Private Cygnus Spacecraft Departs Space Station

Cygnus Cargo Craft Undocks from ISS
A monitor on the robotics workstation in the cupola provides the Expedition 38 crew with a view of Cygnus at the end of the International Space Station's robotic arm. Image released Feb. 18, 2014. (Image credit: NASA TV)

A commercial Cygnus cargo-carrying spacecraft departed the International Space Station on Tuesday, heading for a fiery finale over the Pacific Ocean to help clear the outpost of trash at the conclusion of the first operational resupply run by Orbital Sciences Corp.

The automated solar-powered spaceship disengaged from the space station's robotic arm at 1141 GMT (6:41 a.m. EST) as the duo sailed 260 miles over the South Atlantic Ocean east of Argentina.

Astronauts Mike Hopkins and Koichi Wakata monitored the activities from inside the space station's windowed cupola module.
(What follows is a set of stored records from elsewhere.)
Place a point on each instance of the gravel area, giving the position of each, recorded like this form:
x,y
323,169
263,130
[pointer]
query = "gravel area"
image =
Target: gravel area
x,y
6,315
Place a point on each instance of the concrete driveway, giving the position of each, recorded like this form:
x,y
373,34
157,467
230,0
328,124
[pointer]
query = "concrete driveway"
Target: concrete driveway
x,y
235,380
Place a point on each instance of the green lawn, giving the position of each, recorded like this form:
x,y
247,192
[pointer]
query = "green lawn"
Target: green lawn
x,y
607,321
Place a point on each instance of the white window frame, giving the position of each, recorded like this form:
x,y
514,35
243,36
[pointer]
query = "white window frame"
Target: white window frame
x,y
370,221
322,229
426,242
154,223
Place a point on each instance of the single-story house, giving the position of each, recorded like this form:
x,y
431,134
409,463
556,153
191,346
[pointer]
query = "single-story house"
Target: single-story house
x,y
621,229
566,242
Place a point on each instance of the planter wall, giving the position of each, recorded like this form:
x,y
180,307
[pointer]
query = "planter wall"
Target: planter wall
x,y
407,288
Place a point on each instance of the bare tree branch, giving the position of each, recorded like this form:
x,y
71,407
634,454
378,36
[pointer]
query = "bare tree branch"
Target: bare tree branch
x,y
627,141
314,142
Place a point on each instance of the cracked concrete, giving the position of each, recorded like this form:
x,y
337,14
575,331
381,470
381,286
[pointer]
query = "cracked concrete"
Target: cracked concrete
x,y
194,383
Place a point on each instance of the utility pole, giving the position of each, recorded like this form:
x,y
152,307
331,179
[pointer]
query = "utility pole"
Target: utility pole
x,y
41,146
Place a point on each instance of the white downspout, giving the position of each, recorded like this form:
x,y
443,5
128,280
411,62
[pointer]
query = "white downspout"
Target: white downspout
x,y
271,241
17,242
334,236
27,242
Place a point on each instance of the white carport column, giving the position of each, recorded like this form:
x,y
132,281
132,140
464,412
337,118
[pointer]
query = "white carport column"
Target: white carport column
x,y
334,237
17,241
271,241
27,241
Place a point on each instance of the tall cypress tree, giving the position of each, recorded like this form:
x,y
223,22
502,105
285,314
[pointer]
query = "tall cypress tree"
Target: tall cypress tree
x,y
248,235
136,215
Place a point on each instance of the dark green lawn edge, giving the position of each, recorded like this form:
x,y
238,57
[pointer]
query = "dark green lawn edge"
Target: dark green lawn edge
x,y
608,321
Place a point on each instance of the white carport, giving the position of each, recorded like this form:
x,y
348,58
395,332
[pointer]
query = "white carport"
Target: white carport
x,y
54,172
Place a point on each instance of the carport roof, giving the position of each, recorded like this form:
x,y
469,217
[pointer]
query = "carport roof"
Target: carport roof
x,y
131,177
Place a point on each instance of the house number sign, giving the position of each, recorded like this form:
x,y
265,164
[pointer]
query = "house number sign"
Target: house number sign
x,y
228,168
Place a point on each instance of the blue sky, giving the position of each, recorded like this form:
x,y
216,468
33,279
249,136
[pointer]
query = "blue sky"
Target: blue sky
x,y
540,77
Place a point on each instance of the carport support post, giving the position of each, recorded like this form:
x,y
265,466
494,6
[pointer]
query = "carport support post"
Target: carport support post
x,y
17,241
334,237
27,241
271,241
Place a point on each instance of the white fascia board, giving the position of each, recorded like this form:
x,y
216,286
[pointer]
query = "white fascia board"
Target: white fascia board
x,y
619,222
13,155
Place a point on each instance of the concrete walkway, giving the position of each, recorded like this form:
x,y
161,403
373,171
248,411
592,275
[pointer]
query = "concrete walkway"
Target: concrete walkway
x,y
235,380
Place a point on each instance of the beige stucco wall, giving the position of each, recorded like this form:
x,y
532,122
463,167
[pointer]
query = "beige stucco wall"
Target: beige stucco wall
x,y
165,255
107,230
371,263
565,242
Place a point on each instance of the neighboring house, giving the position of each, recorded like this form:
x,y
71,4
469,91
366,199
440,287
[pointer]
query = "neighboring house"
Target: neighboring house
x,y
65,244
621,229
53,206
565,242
Hopkins was assigned the job of detaching the robot arm from Cygnus.

Moments later, astronauts inside the space station sent commands for the Cygnus spacecraft to fire thrusters and fly away from the complex. It cleared the space station's "keep out" sphere, an imaginary safety zone around the outpost, a few minutes after separating from the robot arm. [Photos: Orbital Sciences' 1st Cygnus Cargo Mission to Space Station]

The Cygnus vehicle's pressurized logistics module is packed with bags of trash and unnecessary gear loaded by the space station's six-person crew. Like cargo vehicles supplied by Europe, Japan and Russia, the Cygnus spacecraft is designed to burn up during re-entry, disposing of garbage over a remote stretch of the South Pacific Ocean.

Re-entry between New Zealand and South America is scheduled for around 1820 GMT (1:20 p.m. EST) Wednesday after a pair of braking maneuvers to slow the Cygnus spacecraft's velocity and lower its orbit.

The last day of the Cygnus mission will be controlled from Orbital Sciences' headquarters in Dulles, Va.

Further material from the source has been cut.